Diğeri ise adına cumhurbaşkanlığı hükümet sistemi denen ucube yapıdır. Yetkileri tek bir ele devreden, Meclis’i işlevsiz bırakan, Cumhurbaşkanı dışında diğer bütün seçilmişleri güçsüz kılan, iddiasının aksine seçilmişleri değil atanmışları, siyasetçileri değil bürokratları söz ve yetki sahibi yapan bir sistem bu. 

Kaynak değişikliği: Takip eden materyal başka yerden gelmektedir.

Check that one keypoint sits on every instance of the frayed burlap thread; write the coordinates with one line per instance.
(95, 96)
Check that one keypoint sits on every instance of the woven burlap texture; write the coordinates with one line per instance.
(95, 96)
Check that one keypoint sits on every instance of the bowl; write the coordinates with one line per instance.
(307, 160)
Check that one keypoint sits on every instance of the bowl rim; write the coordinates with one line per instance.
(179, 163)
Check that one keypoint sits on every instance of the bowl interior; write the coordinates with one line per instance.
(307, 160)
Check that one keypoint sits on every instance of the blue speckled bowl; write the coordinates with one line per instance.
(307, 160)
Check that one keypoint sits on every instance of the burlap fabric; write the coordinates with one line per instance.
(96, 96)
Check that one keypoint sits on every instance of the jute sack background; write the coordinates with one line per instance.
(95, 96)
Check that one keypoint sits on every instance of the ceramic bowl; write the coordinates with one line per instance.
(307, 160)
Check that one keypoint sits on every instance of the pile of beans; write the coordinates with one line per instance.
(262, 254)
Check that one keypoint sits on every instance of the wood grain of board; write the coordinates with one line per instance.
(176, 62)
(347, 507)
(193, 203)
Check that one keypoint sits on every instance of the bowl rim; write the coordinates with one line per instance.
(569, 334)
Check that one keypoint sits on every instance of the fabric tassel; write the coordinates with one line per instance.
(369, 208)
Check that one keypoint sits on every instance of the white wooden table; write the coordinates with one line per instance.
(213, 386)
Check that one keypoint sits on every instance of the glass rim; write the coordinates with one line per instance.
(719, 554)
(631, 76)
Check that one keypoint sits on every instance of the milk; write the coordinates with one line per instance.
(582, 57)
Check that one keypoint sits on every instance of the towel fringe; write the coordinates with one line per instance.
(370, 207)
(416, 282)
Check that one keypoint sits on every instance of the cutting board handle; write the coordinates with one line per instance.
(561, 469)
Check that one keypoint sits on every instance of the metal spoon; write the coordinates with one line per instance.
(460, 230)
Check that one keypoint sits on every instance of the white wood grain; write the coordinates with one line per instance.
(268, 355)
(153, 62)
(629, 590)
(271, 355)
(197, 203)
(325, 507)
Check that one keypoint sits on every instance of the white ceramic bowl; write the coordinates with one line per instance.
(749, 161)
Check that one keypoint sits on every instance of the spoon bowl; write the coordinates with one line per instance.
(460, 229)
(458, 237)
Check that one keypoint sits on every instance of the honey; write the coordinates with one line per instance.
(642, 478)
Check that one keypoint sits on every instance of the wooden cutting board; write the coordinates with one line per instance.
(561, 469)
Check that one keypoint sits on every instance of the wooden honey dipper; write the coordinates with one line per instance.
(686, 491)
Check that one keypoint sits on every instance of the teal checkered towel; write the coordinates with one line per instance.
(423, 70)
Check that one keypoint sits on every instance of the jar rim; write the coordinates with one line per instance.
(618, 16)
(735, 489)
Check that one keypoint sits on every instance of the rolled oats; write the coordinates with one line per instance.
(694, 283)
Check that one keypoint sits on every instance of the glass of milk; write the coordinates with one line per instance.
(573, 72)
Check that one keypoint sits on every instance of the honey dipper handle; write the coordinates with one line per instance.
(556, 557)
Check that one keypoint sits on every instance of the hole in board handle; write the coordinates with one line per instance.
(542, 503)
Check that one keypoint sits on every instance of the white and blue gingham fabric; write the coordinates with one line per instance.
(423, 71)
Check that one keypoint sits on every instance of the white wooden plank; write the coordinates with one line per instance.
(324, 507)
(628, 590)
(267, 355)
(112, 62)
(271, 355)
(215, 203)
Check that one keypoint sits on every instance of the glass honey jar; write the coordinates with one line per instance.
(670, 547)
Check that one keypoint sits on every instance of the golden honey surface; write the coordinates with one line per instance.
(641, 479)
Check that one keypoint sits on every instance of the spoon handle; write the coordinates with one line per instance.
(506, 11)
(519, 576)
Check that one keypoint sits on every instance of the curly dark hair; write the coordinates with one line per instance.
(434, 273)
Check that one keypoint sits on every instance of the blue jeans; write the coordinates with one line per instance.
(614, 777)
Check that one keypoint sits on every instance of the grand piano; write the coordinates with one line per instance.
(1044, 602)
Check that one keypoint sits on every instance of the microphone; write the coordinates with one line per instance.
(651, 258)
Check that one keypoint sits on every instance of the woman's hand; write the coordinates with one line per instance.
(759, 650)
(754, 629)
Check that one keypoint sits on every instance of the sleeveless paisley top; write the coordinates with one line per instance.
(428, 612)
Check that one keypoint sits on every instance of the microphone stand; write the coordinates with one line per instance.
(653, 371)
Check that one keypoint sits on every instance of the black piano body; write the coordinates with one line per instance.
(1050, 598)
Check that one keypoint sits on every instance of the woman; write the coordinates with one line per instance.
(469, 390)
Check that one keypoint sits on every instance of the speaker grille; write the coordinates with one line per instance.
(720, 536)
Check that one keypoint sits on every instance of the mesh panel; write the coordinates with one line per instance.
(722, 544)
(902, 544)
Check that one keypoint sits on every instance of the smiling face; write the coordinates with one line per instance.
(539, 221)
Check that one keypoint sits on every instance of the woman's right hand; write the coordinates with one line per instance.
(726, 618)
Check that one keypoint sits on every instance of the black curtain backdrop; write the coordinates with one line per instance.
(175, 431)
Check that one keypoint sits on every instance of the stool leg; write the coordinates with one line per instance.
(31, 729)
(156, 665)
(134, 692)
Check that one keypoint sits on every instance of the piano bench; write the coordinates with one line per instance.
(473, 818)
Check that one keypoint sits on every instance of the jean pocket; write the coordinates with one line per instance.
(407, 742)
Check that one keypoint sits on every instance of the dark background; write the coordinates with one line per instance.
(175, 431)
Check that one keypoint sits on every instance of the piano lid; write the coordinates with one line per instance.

AK Parti bu sistemde devletleşti, partiyi sivil aktörler değil devlet memurları temsil eder oldu. Artık kimsenin AK Parti’nin vekillerini ya da teşkilat yöneticilerini tanımasına gerek kalmadı; onların yerini vali, kaymakam, cumhuriyet savcısı aldı. Parti devlet organlarıyla bütünleştikçe de halktan uzaklaştı. 

Geçmişte etkin parti teşkilatlarıyla toplumun en ince damarlarına kadar nüfuz eden ve yerel taleplerden haberdar olan bir yapıya, bu sistemde bürokratik hassasiyetler yön vermeye başladı. Parti siyaset belirleme kudretini kaybetti; takip edilecek rotayı, parti ile irtibatı olmayan ve herhangi bir siyasi sorumluluk da taşımayan bir Cumhurbaşkanlığı bürokrasisi tayin eder oldu. 

AK Parti’nin halkla bağı zayıflayınca halktan aldığı destekte de tabiatıyla büyük bir düşüş yaşandı. Nitekim yakın geçmişte AK Parti % 50’lerde seyrederken bugünlerde % 30’ları zor buluyor. Cumhurbaşkanlığı Hükümet Sistem bu devasa gerilemenin en büyük nedenlerinden biri; bu itibarla siyaseti ve partileri bitiren bu sistemin ilk kurbanının AK Parti olduğunu söylemek mümkün. 

Siyaset, çoğu kez niyetlenmemiş sonuçlar üzerinden şekillenir. Görünen o ki; 19 Mart da AK Parti’nin niyetlerinin aksi bir resim ortaya çıkardı, hem ibreyi muhalefete taraf çevirdi hem de kendi zaafını gözler önüne serdi.